So, I was thinking about pages that are very shaped by JavaScript and how they might not do so well with web crawlers.

For example, if the comments on a blog is loaded by Ajax (which I know many blogs do), then those comments might not be indexed by web crawlers. This is a sad loss for us web developers because the number of keywords and the content of those comments are not being indexed.

Another example, that I'm facing myself, is when you have pages with what one could call JavaScript applications. An Ajax based chat, or a fun game of JavaScript Tetris, if you will. These pages are entirely generated in JavaScript, and thus, when a web crawler tries to index it, it will find absolutely nothing. Or even worse, the infamous "You appear to have turned off JavaScript in your browser, please enable it" message.

So, I thought about ways to deal with this issue. The first possibility I thought of was to have a message in the HTML document, and then remove it with JavaScript as soon as the page loads. If I have an JavaScript based Tetris game, I could write in the document's body "JavaScript Tetris is a fun application based on the classic addictive game we all know", and have it instantly removed with JavaScript. This way, the web crawler would pick up this description for when it's indexing, but your visitors would not see it.

Another idea I had was to use .htaccess to secretly redirect the web crawlers to a fake copy of the document that contains nothing but the description.
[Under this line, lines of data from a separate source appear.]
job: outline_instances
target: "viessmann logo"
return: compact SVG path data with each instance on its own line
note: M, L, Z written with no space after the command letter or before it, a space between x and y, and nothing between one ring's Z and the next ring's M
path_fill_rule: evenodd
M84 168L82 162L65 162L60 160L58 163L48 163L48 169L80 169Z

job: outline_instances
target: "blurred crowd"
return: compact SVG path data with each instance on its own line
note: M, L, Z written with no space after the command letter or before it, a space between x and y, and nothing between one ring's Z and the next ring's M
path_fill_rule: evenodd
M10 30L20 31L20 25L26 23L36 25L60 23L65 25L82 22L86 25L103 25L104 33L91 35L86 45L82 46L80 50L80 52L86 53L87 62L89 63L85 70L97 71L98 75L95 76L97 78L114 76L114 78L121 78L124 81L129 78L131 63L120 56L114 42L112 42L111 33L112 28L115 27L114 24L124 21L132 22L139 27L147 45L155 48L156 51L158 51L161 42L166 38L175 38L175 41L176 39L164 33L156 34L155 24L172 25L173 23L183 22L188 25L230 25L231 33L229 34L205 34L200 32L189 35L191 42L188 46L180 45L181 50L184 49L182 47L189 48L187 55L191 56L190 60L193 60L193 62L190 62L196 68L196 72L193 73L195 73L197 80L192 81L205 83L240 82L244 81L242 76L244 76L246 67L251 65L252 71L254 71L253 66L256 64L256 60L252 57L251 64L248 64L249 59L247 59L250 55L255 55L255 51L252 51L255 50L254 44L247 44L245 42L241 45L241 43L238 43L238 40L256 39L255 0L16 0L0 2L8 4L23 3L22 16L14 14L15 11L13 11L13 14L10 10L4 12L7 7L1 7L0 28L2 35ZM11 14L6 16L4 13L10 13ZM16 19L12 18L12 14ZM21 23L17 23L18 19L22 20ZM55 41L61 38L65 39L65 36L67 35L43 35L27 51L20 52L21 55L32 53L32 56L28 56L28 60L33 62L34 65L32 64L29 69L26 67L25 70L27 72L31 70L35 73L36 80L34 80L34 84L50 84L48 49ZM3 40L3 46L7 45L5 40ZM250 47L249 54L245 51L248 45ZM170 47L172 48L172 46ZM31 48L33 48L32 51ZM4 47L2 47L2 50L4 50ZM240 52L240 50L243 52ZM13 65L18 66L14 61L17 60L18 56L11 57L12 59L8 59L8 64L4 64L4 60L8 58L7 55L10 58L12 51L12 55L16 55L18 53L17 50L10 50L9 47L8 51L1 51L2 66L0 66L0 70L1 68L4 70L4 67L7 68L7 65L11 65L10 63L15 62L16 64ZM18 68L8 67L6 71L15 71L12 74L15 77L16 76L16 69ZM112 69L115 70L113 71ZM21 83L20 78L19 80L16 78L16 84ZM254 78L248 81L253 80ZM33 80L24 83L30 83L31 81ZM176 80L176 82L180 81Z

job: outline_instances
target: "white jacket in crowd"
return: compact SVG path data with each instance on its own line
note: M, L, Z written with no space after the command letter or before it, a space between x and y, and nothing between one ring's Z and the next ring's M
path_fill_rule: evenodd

The web crawler would then index the page with that text, but when users (who are not web crawlers) access the page, they are not redirected and thus gets the real application instead. This solution scares me a little though, as I don't think most search engines would look kindly upon being tricked to the content of a webpage. Indeed, this trick could be used for malicious purposes, and it wouldn't surprise me if big search engines like Google would punish you and not index your page if they found out.

What are your thoughts on this issue?